MEC y la condicionante hídrica: el agua de Nuevo León no debe ser moneda de cambio
Sección Editorial
- Por: Ivonne Bustos
- 24 Julio 2026, 00:00
Las mesas de negociación del T-MEC celebradas esta semana dejaron una señal clara y alarmante sobre la mesa. Lo que en el papel se concibe como el motor de desarrollo y competitividad industrial más importante para el norte del país —y, de forma muy particular, para Nuevo León— hoy corre el riesgo de convertirse en un chantaje bilateral que amenaza directamente nuestra supervivencia diaria: el acceso al agua.
Para nadie es un secreto que Nuevo León es el corazón económico del país. Nuestra capacidad instalada, la atracción de inversión extranjera y el dinamismo industrial son los verdaderos impulsores del comercio exterior mexicano. Sin embargo, la reciente condicionante impulsada desde Estados Unidos para supeditar los avances del acuerdo comercial al cumplimiento estricto del Tratado de Aguas de 1944 nos coloca en una encrucijada inédita.
La trampa hídrica
Técnicamente, los compromisos del Tratado de 1944 se diseñaron sobre afluentes específicos de la cuenca del Río Bravo y no sobre la infraestructura propia destinada prioritariamente al consumo humano de los neoleoneses. Sin embargo, ante las presiones estadounidenses, la administración federal ha decidido echar mano del agua de las presas de Nuevo León —como El Cuchillo— para amortiguar el déficit hídrico nacional y saldar las cuotas exigidas por nuestro vecino del norte.

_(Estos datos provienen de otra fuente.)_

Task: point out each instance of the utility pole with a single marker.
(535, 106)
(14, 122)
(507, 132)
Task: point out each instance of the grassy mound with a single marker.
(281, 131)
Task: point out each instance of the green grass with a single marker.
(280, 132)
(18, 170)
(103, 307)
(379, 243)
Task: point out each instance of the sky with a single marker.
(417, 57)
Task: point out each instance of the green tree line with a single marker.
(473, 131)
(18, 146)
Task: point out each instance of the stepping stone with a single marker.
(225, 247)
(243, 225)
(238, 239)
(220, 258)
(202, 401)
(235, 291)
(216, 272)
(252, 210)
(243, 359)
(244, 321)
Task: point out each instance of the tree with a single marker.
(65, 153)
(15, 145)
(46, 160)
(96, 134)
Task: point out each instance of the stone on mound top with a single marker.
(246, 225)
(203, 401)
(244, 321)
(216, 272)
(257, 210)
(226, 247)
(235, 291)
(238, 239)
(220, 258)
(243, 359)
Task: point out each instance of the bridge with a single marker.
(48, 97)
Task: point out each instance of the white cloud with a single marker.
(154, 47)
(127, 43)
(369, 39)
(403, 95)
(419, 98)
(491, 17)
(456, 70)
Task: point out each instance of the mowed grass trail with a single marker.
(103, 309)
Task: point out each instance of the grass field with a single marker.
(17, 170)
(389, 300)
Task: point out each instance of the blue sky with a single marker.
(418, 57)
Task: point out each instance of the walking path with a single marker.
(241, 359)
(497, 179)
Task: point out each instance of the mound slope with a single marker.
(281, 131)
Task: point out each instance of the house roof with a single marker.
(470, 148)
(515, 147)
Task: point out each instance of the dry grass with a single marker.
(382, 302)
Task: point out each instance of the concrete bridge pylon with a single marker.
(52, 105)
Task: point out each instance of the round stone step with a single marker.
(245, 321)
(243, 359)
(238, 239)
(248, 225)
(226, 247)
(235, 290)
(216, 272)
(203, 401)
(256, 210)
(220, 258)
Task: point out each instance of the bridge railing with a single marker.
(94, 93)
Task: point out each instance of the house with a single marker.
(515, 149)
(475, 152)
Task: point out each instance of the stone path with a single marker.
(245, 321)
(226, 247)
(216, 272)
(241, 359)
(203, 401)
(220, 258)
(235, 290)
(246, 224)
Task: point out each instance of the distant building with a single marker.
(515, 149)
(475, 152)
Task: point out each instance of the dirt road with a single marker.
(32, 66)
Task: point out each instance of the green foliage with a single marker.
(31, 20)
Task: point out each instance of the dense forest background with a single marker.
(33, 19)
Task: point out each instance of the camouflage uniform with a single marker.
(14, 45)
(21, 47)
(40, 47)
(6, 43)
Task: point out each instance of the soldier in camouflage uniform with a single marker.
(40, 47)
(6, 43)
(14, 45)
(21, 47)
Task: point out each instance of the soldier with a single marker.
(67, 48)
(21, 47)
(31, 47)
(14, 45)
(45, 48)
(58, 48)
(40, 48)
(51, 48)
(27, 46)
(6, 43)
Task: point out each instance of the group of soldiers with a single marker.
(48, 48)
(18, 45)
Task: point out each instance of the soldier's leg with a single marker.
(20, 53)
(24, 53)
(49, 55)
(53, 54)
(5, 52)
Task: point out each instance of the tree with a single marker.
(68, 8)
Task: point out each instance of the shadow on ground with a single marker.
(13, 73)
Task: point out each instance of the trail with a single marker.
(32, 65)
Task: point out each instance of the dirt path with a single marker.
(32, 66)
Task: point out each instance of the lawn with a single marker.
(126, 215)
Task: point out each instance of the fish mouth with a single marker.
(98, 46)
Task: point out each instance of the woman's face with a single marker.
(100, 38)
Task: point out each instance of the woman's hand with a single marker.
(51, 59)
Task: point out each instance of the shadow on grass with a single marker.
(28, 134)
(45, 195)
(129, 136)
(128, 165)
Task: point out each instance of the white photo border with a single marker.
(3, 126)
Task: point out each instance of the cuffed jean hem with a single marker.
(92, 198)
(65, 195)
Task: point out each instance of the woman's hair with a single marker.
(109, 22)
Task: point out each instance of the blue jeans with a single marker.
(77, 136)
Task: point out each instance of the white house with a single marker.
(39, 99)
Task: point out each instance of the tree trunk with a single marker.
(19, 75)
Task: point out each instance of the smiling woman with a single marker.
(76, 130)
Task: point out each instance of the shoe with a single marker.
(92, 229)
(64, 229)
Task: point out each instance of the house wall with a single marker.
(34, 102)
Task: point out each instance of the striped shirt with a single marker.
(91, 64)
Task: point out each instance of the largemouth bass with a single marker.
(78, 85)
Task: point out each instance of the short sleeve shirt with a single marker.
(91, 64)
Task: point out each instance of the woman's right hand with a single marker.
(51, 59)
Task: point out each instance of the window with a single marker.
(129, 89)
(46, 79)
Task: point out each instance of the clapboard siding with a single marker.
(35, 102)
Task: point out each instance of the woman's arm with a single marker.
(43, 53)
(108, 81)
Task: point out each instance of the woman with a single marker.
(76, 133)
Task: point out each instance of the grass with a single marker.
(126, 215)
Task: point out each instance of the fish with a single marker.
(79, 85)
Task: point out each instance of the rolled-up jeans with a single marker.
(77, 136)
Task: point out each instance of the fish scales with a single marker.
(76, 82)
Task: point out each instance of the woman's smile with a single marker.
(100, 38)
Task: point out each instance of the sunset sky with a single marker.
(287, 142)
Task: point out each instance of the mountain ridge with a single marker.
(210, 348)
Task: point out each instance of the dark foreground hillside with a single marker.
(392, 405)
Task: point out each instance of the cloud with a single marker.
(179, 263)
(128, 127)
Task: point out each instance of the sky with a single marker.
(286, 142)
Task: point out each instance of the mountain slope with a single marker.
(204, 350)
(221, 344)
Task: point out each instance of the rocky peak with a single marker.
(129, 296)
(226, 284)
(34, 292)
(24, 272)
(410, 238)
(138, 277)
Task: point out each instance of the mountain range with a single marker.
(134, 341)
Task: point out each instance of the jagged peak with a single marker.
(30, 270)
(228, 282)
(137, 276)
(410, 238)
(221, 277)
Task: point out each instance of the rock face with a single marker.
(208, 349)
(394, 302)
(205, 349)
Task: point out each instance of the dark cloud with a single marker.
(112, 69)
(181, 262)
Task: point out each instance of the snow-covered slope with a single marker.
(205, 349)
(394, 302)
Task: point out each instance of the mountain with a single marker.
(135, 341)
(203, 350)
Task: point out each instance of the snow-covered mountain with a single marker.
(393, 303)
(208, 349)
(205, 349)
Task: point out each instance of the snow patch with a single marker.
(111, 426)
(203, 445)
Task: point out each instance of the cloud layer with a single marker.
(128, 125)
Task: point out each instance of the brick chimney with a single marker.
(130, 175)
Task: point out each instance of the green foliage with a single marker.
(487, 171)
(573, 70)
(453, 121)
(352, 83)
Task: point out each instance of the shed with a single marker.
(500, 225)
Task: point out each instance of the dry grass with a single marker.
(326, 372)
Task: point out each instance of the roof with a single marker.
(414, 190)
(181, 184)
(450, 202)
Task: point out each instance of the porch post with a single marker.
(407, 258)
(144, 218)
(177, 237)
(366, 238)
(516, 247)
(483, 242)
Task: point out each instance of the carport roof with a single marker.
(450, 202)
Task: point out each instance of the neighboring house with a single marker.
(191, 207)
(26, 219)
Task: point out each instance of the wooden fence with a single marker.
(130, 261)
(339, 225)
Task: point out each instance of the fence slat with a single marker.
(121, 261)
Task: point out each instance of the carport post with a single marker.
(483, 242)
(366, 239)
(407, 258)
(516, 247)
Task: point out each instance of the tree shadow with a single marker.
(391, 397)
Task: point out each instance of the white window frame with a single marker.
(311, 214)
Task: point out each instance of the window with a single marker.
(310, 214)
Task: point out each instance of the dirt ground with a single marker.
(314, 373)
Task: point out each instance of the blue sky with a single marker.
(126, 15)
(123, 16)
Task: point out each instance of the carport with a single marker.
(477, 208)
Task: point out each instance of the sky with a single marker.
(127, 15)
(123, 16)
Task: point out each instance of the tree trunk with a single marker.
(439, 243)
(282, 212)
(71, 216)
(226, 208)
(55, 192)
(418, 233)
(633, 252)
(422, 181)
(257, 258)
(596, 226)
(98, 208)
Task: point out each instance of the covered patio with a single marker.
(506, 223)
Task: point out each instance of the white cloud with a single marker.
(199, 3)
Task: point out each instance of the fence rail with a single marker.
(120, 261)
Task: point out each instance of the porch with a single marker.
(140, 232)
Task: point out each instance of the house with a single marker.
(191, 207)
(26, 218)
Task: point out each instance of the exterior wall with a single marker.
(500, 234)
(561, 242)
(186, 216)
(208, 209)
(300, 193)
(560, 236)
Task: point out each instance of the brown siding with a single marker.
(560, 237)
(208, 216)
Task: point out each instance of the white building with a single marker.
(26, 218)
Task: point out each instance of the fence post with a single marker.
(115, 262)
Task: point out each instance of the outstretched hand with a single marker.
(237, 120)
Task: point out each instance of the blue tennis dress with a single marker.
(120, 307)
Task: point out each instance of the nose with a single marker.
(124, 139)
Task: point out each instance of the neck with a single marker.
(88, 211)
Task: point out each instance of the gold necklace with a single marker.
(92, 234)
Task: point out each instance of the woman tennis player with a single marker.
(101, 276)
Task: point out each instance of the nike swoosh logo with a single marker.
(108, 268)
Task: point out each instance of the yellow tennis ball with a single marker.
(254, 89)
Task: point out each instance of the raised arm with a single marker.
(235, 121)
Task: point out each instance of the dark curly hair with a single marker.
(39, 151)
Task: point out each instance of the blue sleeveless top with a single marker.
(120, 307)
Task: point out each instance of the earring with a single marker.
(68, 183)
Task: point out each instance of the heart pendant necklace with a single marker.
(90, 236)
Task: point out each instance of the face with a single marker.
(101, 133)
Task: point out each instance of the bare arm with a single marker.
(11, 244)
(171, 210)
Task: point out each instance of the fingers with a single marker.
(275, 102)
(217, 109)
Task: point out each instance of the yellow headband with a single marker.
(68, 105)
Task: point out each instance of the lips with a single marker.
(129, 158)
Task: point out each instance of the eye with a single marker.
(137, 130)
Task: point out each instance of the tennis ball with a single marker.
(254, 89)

Esta decisión centralista es un desatino flagrante. Pretender resolver una disputa diplomático-comercial extrayendo el volumen de nuestras reservas hídricas sería poner una pistola en la sien de la zona metropolitana de Monterrey.
De la pasividad a la política a la acción
Como lo señalan certeramente las economistas Mariana Mazzucato y Lara Merling en su estudio reciente sobre la transformación productiva y el desarrollo de México, no podemos seguir entendiendo la atracción de inversiones y el comercio internacional bajo un esquema de pasividad, donde el estado cede recursos estratégicos a cambio de capital. Mazzucato y Merling advierten que el agua y la infraestructura no deben ser tratadas como insumos a sacrificar o “parches” en medio de la gestión de crisis, sino como el eje central de una política industrial orientada por misiones estratégicas.
Aceptar que el agua de la población sea la moneda de cambio para cumplir compromisos comerciales es la antítesis de lo que el país necesita: condicionalidad recíproca, soberanía sobre nuestras capacidades productivas y planificación hídrica a largo plazo que priorice el desarrollo social antes que la mera facilitación de flujos de exportación.
Un riesgo inminente ante la crisis climática
No podemos actuar con amnesia social ni política. Todavía están vivas las heridas de la severa crisis de abastecimiento que paralizó a nuestras familias y comercios hace apenas unos años. Con la amenaza latente de ciclos de sequía cada vez más prolongados e impredecibles por el cambio climático, vaciar o disponer discrecionalmente de nuestras presas para pagar “deudas de agua” que no son responsabilidad de Nuevo León es vulnerar por completo la seguridad hídrica de más de cinco millones de personas.
El agua del estado no debe ser una moneda de cambio para destrabar aranceles o contentar mesas de negociación internacional, simplemente porque no es parte del tratado internacional de aguas. Priorizar el uso doméstico y garantizar el derecho humano al agua de la población metropolitana no es una opción debatible; es un mandato legal y constitucional.
Un frente común por Nuevo León
Ante esta amenaza, la tibieza no tiene cabida. Es urgente que el Gobierno del Estado, el Congreso local y el Poder Judicial —los tres poderes en su conjunto— alcen la voz con firmeza ante el gobierno federal. Se deben exigir reglas claras y límites infranqueables: el agua de las presas de Nuevo León, que sostiene a nuestras comunidades, no se toca para el pago de tratados internacionales.
Pero la responsabilidad no termina ahí. Tal como lo propone el informe de Mazzucato y Merling, el estado debe crear un proyecto de largo plazo; es decir, no solo construir presas o soluciones de emergencia —como el Cuchillo III—, sino que cree una Misión de Resiliencia Hídrica. Esto implica usar las compras públicas para detonar una industria de tecnología del agua (desalinización eficiente, captación pluvial urbana a gran escala, micromódulos de tratamiento) y financiar a Pymes locales para que provean esta tecnología a las grandes plantas industriales. En este contexto se requiere un frente común, entre industria, academia, sociedad civil y los poderes del estado.
Más allá de rivalidades políticas y de intereses electorales, el agua es vital para la población y nuestra biodiversidad.